The Bank of Thailand (BoT) governor Veerathai Santiprabhob says that Thailand’s central bank has the tools and capabilities to keep the baht tamed.
In a seminar held last February 23, the chief of the central bank spoke in front of an audience hosted by the Land and Houses Bank. He emphasized that BoT is capable of curbing capital flows if the need arises using various financial instruments. Because of this, he believes that Thai assets and the baht can be considered as safe havens as they are supported by foreign reserves across the globe.
In an article of the Bangkok Post, Mr Veerathai is quoted saying, “Thailand currently has reserves of around US$200 billion, including US dollar forwards, representing the 12th-highest foreign reserves in the world. These kind of money flows into the country strengthen the baht, which, in our opinion, is not good for the Thai economy.”
Money flows in and out of Thailand at a steady pace. This movements cause volatility for the baht but it is also seen as a boost for foreign investments. Thai capital and bond markets are benefiting from this in the short-term.
The Thai baht climbed by 0.03 to 34.99 against the US dollar. Reuters data shows that the national currency added a total of 2.4% so far for this year. In comparison, the Indonesian rupiah and the Malaysian ringgit only advanced by 0.9%.
As quoted by the Bangkok Post, Mr Veerathai further explained, “These kind of money flows into the country strengthen the baht, which, in our opinion, is not good for the Thai economy. In the current stage of a highly fluctuating world, it’s the central bank’s duty to have a wide range of policy instruments in its menu to be ready to use.”
He confirmed that if the baht needed it, the BoT can utilize its policy instruments to help control baht fluctuations as opposed to using a floating exchange rate.

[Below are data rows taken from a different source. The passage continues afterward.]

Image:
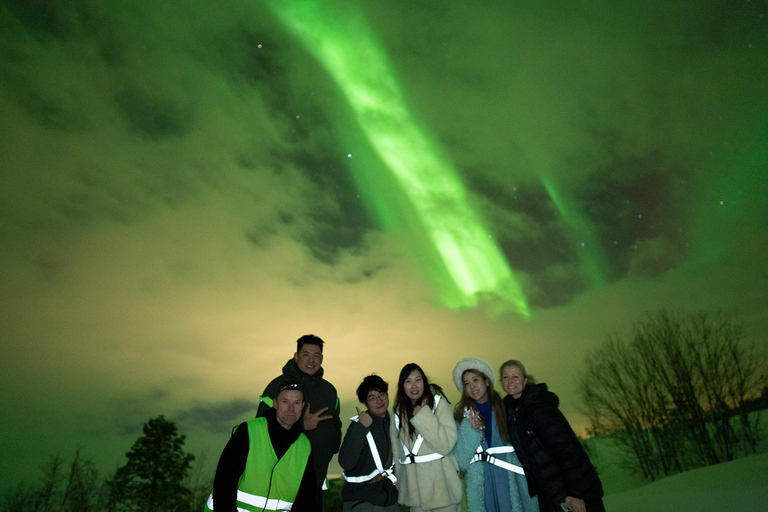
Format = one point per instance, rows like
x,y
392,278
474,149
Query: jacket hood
x,y
292,369
539,394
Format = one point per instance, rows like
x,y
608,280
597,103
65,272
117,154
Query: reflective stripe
x,y
487,456
262,502
376,460
412,458
255,501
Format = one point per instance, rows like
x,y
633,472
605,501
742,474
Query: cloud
x,y
218,418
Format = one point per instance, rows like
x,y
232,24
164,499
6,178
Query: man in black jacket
x,y
557,468
321,422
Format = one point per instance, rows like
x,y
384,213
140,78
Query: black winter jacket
x,y
555,463
355,459
326,438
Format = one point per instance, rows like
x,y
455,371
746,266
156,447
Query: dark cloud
x,y
218,418
152,115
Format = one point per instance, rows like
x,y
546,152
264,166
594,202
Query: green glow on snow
x,y
342,41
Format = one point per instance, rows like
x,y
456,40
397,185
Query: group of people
x,y
516,454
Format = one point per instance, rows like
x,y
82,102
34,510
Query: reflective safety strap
x,y
499,449
376,460
252,500
412,458
486,456
262,502
416,459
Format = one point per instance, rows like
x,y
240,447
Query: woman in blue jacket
x,y
494,477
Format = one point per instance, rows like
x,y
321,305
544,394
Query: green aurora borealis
x,y
340,39
187,188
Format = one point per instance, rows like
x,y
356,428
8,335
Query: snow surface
x,y
740,485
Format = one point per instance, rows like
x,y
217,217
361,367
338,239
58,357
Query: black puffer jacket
x,y
555,463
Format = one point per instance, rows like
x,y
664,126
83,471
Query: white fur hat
x,y
472,363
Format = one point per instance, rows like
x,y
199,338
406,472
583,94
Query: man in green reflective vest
x,y
321,423
267,463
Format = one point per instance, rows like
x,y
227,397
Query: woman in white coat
x,y
423,434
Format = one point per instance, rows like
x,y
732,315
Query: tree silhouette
x,y
675,394
151,480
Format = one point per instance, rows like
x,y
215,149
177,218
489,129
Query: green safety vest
x,y
268,483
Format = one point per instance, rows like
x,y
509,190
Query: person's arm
x,y
466,445
335,440
561,443
353,446
438,429
308,499
397,449
231,467
271,392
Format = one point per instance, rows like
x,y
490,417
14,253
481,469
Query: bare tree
x,y
674,394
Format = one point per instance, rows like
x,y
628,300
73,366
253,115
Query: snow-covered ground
x,y
740,485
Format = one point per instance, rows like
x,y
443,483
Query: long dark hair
x,y
403,405
497,403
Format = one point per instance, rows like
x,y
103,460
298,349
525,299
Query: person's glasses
x,y
376,397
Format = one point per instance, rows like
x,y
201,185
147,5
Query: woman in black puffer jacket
x,y
556,465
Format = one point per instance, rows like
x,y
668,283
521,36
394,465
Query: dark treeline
x,y
157,477
684,391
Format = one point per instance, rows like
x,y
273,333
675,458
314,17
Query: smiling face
x,y
413,386
288,407
475,386
377,402
513,381
309,358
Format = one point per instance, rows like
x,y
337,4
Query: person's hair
x,y
515,362
403,405
371,382
309,339
494,398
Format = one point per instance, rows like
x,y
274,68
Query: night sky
x,y
188,187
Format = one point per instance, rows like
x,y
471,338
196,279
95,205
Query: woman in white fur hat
x,y
494,477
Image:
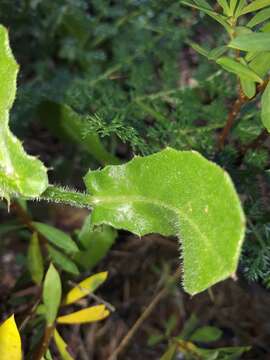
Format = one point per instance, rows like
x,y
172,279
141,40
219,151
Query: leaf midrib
x,y
99,200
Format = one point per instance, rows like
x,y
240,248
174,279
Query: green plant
x,y
128,197
97,93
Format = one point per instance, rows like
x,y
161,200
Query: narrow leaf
x,y
20,174
35,260
85,287
61,346
206,334
254,6
52,291
10,340
219,18
95,243
199,49
266,107
175,193
260,17
88,315
239,69
261,63
57,237
63,261
248,87
251,42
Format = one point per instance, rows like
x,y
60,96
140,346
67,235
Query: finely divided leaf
x,y
175,193
20,174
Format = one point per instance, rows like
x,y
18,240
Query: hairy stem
x,y
71,197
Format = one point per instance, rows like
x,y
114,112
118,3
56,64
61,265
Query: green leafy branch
x,y
170,192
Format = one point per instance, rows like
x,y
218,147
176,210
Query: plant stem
x,y
236,108
71,197
45,342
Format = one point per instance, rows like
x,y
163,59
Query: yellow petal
x,y
91,314
61,346
85,287
10,340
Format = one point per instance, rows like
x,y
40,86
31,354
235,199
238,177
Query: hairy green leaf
x,y
175,193
20,174
62,261
239,69
52,292
251,42
266,107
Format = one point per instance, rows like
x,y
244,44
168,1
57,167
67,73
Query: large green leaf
x,y
175,193
251,42
266,107
20,174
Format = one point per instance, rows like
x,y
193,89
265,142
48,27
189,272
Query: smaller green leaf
x,y
199,49
57,237
206,334
240,6
203,3
251,42
52,291
95,243
35,260
265,114
248,87
261,63
239,69
170,352
254,6
217,52
61,346
63,261
260,17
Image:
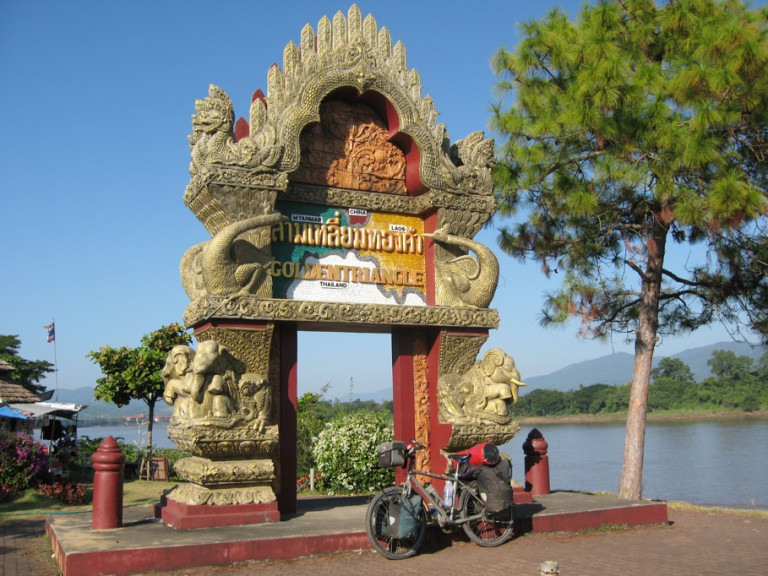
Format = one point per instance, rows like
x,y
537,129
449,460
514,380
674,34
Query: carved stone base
x,y
465,436
192,517
216,474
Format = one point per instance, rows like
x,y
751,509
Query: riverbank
x,y
651,417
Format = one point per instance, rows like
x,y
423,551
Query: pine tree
x,y
635,126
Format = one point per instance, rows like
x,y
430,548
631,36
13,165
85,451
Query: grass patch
x,y
605,529
686,507
30,503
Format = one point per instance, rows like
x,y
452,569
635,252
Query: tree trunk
x,y
631,480
151,406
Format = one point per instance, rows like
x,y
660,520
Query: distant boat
x,y
137,417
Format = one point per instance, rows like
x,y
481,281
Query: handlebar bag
x,y
391,454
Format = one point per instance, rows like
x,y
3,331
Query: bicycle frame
x,y
412,484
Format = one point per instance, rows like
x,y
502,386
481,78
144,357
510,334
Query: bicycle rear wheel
x,y
484,529
382,520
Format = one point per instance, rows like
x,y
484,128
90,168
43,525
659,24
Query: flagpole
x,y
55,361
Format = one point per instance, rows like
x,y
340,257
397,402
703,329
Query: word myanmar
x,y
399,239
341,273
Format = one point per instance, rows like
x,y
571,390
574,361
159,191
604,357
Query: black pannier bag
x,y
391,454
493,483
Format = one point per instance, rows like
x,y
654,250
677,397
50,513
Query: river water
x,y
713,462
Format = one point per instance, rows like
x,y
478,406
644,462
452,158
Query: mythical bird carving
x,y
465,280
213,141
484,393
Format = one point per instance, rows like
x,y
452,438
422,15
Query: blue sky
x,y
97,99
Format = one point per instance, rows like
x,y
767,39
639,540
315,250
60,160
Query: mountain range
x,y
613,369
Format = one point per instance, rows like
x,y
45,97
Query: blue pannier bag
x,y
404,517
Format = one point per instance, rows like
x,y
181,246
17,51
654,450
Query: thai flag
x,y
51,332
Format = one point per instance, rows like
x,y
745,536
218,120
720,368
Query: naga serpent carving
x,y
465,280
227,265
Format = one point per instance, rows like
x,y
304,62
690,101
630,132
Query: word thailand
x,y
341,273
398,239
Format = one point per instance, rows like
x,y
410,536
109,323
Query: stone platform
x,y
321,526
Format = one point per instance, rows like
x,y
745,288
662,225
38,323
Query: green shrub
x,y
345,452
173,455
22,463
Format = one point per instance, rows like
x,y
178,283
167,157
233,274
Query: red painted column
x,y
536,464
402,389
108,463
289,403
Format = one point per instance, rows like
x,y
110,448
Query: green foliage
x,y
137,373
345,452
737,384
173,455
637,124
314,412
26,373
23,462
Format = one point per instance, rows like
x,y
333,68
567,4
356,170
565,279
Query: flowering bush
x,y
67,492
345,452
22,462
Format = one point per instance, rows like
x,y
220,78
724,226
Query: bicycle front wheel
x,y
395,531
483,528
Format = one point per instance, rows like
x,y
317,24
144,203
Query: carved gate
x,y
340,205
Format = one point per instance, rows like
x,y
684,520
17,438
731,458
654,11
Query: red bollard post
x,y
108,463
536,464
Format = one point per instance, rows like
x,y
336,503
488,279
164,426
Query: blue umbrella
x,y
7,412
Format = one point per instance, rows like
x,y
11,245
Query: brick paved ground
x,y
695,542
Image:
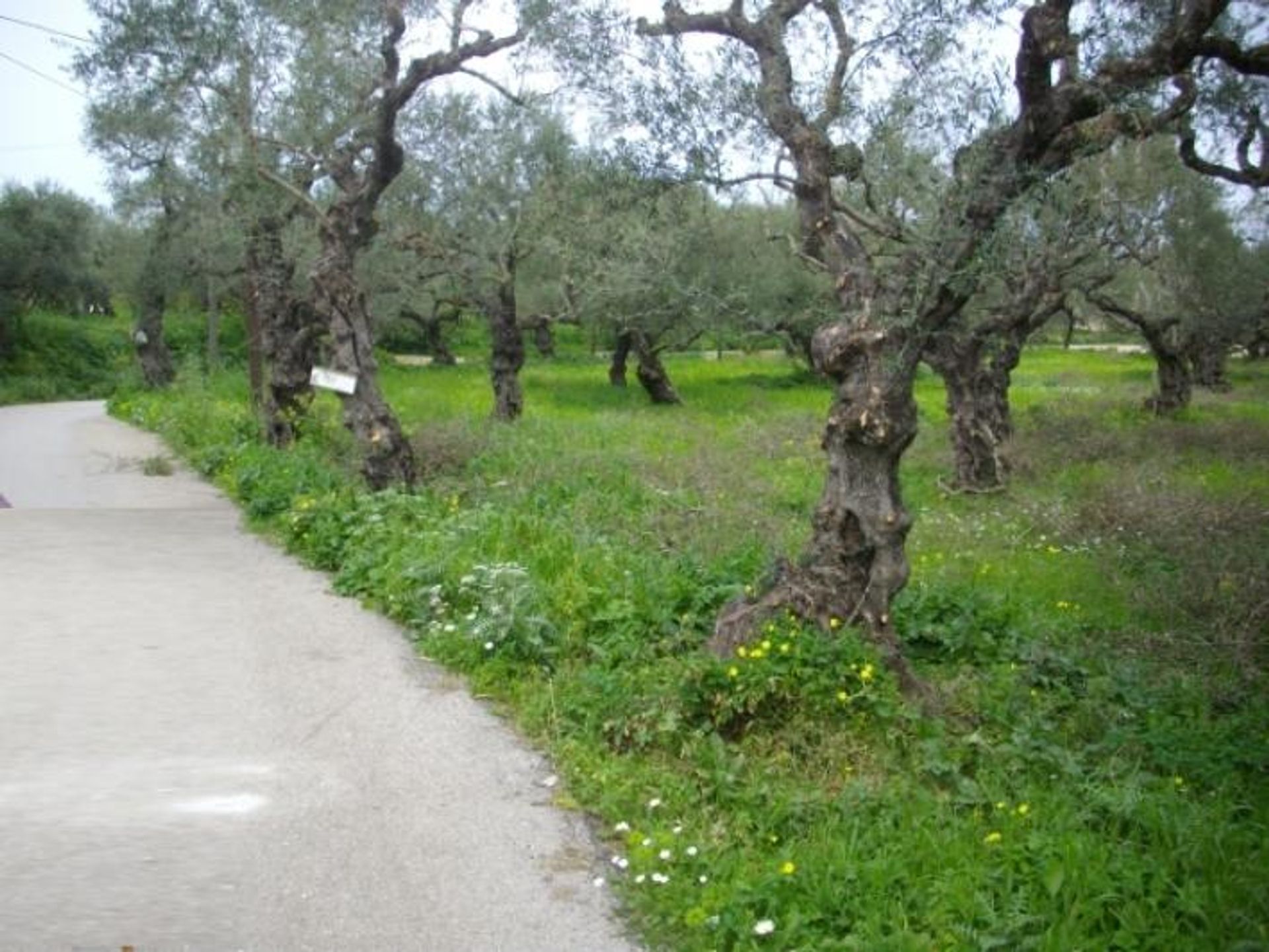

All in all, Mr Veerathai expressed confidence in the economy of Thailand. He hopes for the nation to have a better recovery for this year after the rough patch last 2016 when multiple geopolitical events occurred including the death of their revered king. The BoT set the GDP forecast for 2017 at 3.2%.
On March 29, BoT’s Monetary Policy Committee will examine the forecast and announce the predictions for next year, 2018.